100 WORD FILM REVIEW / Bad Times at the El Royale

After giving us the genre-bending Cabin in the Woods, Drew Goddard takes a stab at the neo-noir with Bad Times at the El Royale. Although elaborate in its narrative setup, the film falters from time to time. While acting is mostly solid across the board—especially by Jeff Bridges and Cynthia Erivo—pacing drags considerably and emotional moments do not always click in this story about strangers who convenes upon a rundown hotel for different nefarious motives. Despite these detractors, the film is freshly original, full of tension and dark humor. It is an enjoyable reprieve from mainstream dribble that constitutes studiofare.
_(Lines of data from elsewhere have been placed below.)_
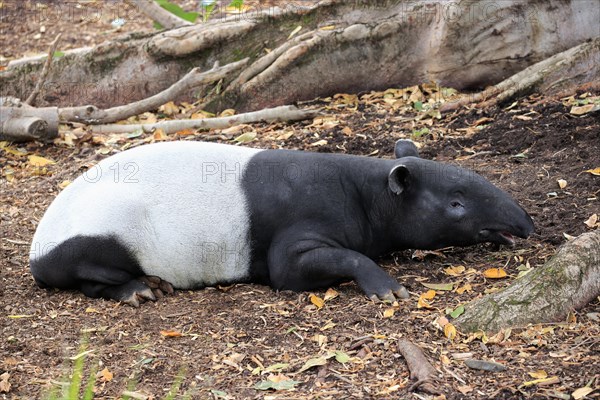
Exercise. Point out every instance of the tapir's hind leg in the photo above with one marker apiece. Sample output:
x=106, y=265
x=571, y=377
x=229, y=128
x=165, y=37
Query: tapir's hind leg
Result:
x=99, y=267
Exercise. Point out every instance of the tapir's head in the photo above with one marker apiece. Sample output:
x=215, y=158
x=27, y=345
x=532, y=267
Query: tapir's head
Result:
x=443, y=205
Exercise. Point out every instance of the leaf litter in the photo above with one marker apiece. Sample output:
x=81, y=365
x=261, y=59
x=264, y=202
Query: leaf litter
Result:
x=236, y=340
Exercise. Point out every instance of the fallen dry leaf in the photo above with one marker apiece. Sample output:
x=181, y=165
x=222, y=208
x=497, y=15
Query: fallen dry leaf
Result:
x=592, y=221
x=330, y=294
x=582, y=392
x=38, y=161
x=106, y=375
x=455, y=270
x=316, y=300
x=595, y=171
x=539, y=374
x=450, y=331
x=171, y=333
x=495, y=273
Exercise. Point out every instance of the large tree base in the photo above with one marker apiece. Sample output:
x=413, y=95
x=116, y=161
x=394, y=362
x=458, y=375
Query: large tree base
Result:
x=569, y=281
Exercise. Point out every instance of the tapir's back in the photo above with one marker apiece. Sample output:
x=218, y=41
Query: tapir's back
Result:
x=175, y=206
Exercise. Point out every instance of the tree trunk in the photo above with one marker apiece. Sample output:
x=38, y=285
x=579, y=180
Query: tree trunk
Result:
x=343, y=46
x=569, y=281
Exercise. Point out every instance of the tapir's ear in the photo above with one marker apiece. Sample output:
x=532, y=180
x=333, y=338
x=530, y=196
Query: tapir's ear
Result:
x=406, y=148
x=398, y=179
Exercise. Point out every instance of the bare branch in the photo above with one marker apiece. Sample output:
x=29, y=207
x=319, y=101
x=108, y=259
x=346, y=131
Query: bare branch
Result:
x=92, y=115
x=42, y=78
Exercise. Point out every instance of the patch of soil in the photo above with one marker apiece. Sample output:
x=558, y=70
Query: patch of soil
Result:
x=220, y=342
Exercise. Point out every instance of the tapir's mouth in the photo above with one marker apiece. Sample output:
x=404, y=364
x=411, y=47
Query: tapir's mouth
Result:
x=497, y=236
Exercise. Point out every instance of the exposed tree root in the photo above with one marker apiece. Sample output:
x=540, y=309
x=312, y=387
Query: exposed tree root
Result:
x=344, y=46
x=567, y=282
x=282, y=113
x=420, y=369
x=576, y=65
x=31, y=99
x=193, y=79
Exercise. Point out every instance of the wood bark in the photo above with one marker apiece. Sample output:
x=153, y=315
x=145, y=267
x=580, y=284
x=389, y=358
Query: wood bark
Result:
x=20, y=122
x=343, y=46
x=562, y=70
x=567, y=282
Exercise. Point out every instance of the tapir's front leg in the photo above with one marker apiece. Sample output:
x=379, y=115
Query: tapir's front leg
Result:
x=306, y=264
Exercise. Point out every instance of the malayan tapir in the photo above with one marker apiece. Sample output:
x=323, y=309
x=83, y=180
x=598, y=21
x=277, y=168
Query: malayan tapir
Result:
x=187, y=215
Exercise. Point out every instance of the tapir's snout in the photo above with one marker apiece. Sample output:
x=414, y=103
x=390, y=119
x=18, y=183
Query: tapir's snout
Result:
x=518, y=223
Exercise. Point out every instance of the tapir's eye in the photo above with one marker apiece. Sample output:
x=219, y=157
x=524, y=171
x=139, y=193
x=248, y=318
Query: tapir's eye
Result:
x=456, y=204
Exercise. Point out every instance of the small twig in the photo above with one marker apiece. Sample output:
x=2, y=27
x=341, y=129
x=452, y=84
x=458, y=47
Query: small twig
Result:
x=452, y=373
x=38, y=86
x=360, y=342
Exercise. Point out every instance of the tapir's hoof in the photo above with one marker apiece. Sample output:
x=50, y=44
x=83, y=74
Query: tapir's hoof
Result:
x=158, y=289
x=390, y=295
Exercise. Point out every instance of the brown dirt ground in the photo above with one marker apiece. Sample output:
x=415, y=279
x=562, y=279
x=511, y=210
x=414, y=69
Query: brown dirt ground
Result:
x=229, y=332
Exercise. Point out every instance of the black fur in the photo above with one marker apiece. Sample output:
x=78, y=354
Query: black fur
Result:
x=99, y=266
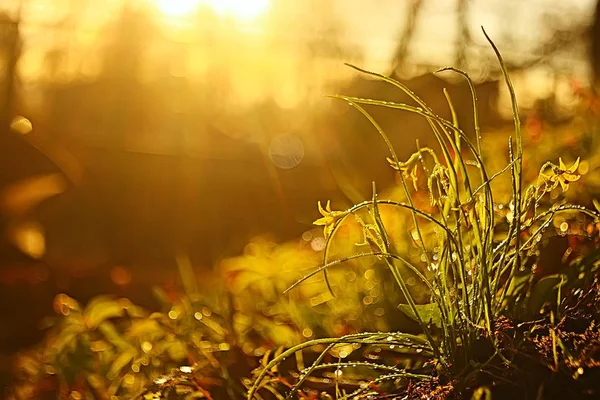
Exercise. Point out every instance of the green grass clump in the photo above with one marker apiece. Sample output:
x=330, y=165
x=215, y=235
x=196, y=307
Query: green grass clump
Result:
x=479, y=267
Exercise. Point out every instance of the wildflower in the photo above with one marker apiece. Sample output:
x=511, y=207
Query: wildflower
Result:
x=563, y=175
x=329, y=218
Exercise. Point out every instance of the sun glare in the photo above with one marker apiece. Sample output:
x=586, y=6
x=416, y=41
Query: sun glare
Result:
x=242, y=9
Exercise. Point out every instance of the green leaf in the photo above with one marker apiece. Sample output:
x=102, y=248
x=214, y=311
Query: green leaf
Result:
x=429, y=313
x=145, y=327
x=120, y=362
x=100, y=309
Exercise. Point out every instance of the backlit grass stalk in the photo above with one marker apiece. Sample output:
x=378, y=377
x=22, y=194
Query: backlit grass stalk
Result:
x=470, y=283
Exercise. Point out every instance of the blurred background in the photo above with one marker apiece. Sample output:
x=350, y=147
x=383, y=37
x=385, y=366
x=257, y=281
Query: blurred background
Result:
x=136, y=133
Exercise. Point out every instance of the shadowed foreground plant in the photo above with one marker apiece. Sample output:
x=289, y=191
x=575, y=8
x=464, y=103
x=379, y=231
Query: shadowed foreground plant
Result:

100 WORD FILM REVIEW / The Old Man & the Gun

The Old Man & the Gun is a good ol’ yarn, the type your grandfather would tell. This laidback, romantic affair about an aging bank robber possesses a myth-like quality. While the narrative’s pacing may be slow for some people, the cast’s charms make up for it. Magic especially shines between veterans Redford and Spacek. By not taking the material too seriously, director David Lowery explores topics such as aging and love with a dose of fun. When a film keeps a smile on your face the whole running time, it’s bound to stay with you long after the credits roll.

100 WORD FILM REVIEWS/ A Star is Born

The best portions of A Star is Born play out more or less like the film’s well-edited trailer: fast-paced, gorgeously photographed scenes set against emotional tunes. But once past the moment in which Gaga gets her big break (a scene which is a contender for the very best of 2018) the movie settles into rote Behind the Music cliché. Cooper is better than he’s ever been, and shows great promise as a director. Gaga is, as ever, playing for the back row in every scene, whether she’s singing or acting. I’ll leave you to work out if that’s a compliment.

100 WORD FILM REVIEWS
The Little Stranger

The Little Stranger contains everything that should result in an intelligent gothic chiller: atmosphere, methodical pacing, and a character-driven drama that hints at something grander beneath its surface horrors. Through its luscious cinematography, dense script, and acting strengths—Will Poulter is particularly excellent as a burned and shell-shocked war veteran—the film does an extraordinary job examining gender and 1947’s English class structure. Yet, the film is nearly derailed by its perplexing central conceit—is it a ghost or something else? By removing the horror elements, the film may have been a more effective standalone period piece about class relations and mental illness.

100 WORD FILM REVIEWS
Halloween (2018)

You don't have to be a fan of the original Halloween series in order to enjoy the new sequel; you really only have to like the first one, because everything after that is disregarded. Even a couple missteps and a strange bowl of party pudding (I mean what?!) don't detract from what is a pretty solid addition to the franchise, with plenty of gory nonsense to get you excited for the spookiest season of all. Jamie Lee Curtis is a treasure. We don't have to protect her, though; she's got it under control.

100 WORD FILM REVIEWS
Searching

There are no shortage of films addressing the way we gather information in the age of social media, but what makes Searching more than just a gimmick (the film is told entirely through computer and phone screens) is the fine editing work and the multi-layered performance of John Cho as the missing girl’s father. Cho never goes big, and because we believe him we go along with some fairly hoary plot devices (the moment where we switch devices to follow along a car on Google Maps is unintentionally hilarious) to deliver a shockingly resonant narrative and emotional payoff. 

100 WORD FILM REVIEWS
The Happytime Murders

The Happytime Murders is Meet the Feebles-lite, and while it's obvious scenes have been scrapped for whatever reason (I'm guessing time), it's still a worthwhile movie to watch if you're not in the mood to think too much while having a few guilty laughs. Melissa McCarthy delivers as Edwards and Bill Barretta once again shows his puppetry mastery as Phil, her curmudgeonly ex-partner. Come for the murder mystery, stay for the copious amounts of puppet ejaculate.